In Depth

Fifty years of legal abortion - and argument

Calls to update UK abortion laws are growing, half a century on

Fifty years ago today, abortion became legal in Britain. Yet the law still draws criticism from both sides of the debate.

Some pro-choice campaigners are unhappy with the conditions women must meet before they can secure a termination. These include permission from two doctors who must agree the woman’s reasons fall under specific legal grounds.

And while the Abortion Act 1967 made it possible to have abortions under strict conditions, it maintained the illegality of the procedure – a hugely contentious distinction that has come under mounting scrutiny in recent years.

Under exceptions to the 1861 Offences Against the Person Act, if a woman ends her pregnancy without the permission of two doctors, she can be sentenced to life in prison, with doctors facing five years.
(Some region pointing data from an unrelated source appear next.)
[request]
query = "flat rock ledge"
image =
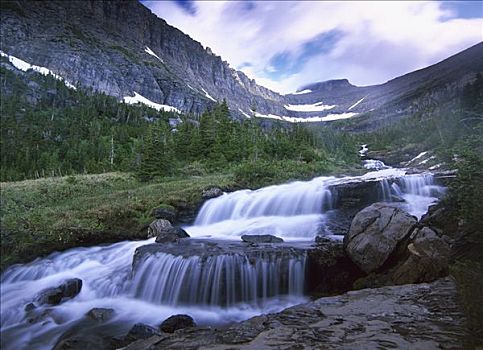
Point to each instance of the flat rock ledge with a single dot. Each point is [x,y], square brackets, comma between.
[414,316]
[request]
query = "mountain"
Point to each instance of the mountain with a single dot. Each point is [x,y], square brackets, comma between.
[122,49]
[439,85]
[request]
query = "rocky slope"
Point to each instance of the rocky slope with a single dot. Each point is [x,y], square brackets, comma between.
[435,86]
[122,49]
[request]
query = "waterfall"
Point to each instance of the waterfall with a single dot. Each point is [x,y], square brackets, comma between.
[418,191]
[297,198]
[223,280]
[385,190]
[293,211]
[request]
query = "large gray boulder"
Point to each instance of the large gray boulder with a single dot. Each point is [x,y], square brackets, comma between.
[175,322]
[261,239]
[375,234]
[428,258]
[67,290]
[158,226]
[211,192]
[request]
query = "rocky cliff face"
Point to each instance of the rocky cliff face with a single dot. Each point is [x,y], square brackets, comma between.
[121,48]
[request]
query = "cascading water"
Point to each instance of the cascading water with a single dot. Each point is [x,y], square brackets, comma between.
[419,191]
[292,211]
[213,288]
[219,280]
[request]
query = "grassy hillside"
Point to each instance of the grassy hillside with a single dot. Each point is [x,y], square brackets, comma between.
[45,215]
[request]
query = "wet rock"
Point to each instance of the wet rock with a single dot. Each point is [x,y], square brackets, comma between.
[176,322]
[211,192]
[424,316]
[54,296]
[71,287]
[142,331]
[84,342]
[29,307]
[261,239]
[375,233]
[428,259]
[329,269]
[442,219]
[100,314]
[165,213]
[158,226]
[172,234]
[51,296]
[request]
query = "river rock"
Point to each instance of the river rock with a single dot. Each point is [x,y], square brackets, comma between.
[158,226]
[100,314]
[141,331]
[329,270]
[54,296]
[211,192]
[428,259]
[175,322]
[165,213]
[261,239]
[172,234]
[421,316]
[375,233]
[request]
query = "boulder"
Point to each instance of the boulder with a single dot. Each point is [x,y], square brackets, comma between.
[158,226]
[261,239]
[175,322]
[375,234]
[428,259]
[100,314]
[54,296]
[211,192]
[141,331]
[172,234]
[166,213]
[329,269]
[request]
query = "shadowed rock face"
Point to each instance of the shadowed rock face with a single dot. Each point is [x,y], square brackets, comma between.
[424,316]
[375,233]
[103,45]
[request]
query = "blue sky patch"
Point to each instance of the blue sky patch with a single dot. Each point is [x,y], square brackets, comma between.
[464,9]
[287,63]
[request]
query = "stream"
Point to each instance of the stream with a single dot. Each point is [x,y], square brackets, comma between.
[214,286]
This has placed doctors in a compromising position, says The Daily Telegraph, and “for decades, the UK abortion law has worked because doctors have interpreted it liberally”.
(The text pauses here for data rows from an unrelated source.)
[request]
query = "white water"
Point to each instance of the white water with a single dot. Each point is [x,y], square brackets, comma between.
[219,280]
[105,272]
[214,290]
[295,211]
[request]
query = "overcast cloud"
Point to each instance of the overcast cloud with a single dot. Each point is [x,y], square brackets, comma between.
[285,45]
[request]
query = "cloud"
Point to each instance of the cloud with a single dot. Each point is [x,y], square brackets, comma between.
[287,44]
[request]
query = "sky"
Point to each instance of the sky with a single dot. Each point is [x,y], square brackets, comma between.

Now the British Medical Association (BMA) is demanding changes to the law so that women can access terminations on demand. They say doctors should not face criminal sanctions for providing abortions, nor women for procuring them, in any circumstances, at any stage in a pregnancy, including beyond the 24-week limit.

The issue of termination limits is one of the most divisive. Melanie McDonagh in The Spectator says the “grotesque” 24-week limit allows abortions far too late in pregnancy, and cites an online ComRes survey of more than 2,000 adults conducted for the BBC. It found that 70% of women wanted the current time limit to be shortened.

Others, however, want to relax exisiting restrictions, extending termination limits, tearing up the current legislation and fully decriminalising the practice.

Pro-choice groups and the medical profession have called for abortion to be taken out of criminal law and instead be governed as other medical procedures are in the UK.

Last year a non-binding bill put forward by Labour MP Diana Johnson to decriminalise abortion passed by 30 votes and, significantly, was supported by all the major medical bodies – the BMA, the Royal College of Obstetricians and Gynaecologists, and the Royal College of Midwives.

Another area of contention is Northern Ireland, which is still excluded from the provisions set out in the Abortion Act. The practice remains illegal there except under a narrow set of conditions.

“Even if it is determined that the pregnancy was having an adverse effect on a woman’s mental or physical health,” says HuffPost UK, “it can only be terminated before nine weeks, four days gestation.” Rape, incest and fatal foetal abnormalities are not grounds for a legal abortion in Northern Ireland either.

On the other side of the debate, “perhaps inevitably the slow erosion of the taboo has put new fire into the anti-abortion campaigners”, says Zoe Williams in The Guardian. She cites demonstrations outside abortion clinics that this month led Ealing council to establish safe spaces around a Marie Stopes clinic.